Je me suis aperçu à l'arrivée que j'avais bu a peine 600ml de boisson isotonique (la météo « clémente en terme de température y est pour beaucoup je pense) et je n'ai mangé qu'une barre énergétique, du coup j'ai couru avec du poids inutile.
Les ravitos étaient tous bien fournis même si je n’ai rien mangé de toute la course, je n’ai bu que de l’eau (gobelet à chaque ravitaillement tous les 5km).
Je ne couperais plus ma montre pour des arrêts en course.

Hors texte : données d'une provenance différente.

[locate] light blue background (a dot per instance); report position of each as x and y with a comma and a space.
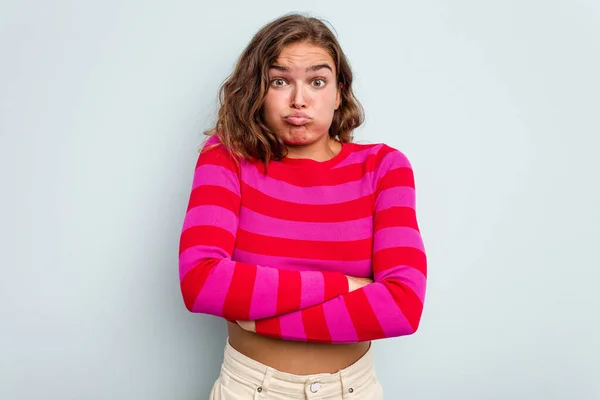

L’appli de suivi des coureurs en live dans les choux… j’étais arrivé que l’appli m’annonçait toujours au 32ème km… Impossible de consulter les temps officiels jusqu’à ce matin le site étant en PLS complet hier jusque tard (00h30) et pas de texto non plus (explication du bib qui n’a pas fonctionné).
Je n’ai pas de temps officiels, les temps indiqué (comme officiels dans mon CR sont les temps au scratch !!) j’ai fait une réclamation auprès de la société qui s’occupe du chronométrage. Mais en tout cas fier d’avoir mon battu mon PR sur marathon, j’attends d’avoir des news pour savoir si je suis en dessous des 3h45 !
Spécial remerciement à l’organisation, mon bib qui n’a pas fonctionné (uniquement temps au scratch et pas réel), l’inversion de mon prénom et de mon nom (sachant que mon nom est reconnaissable), la communication inexistante sur le déroulement du départ du marathon.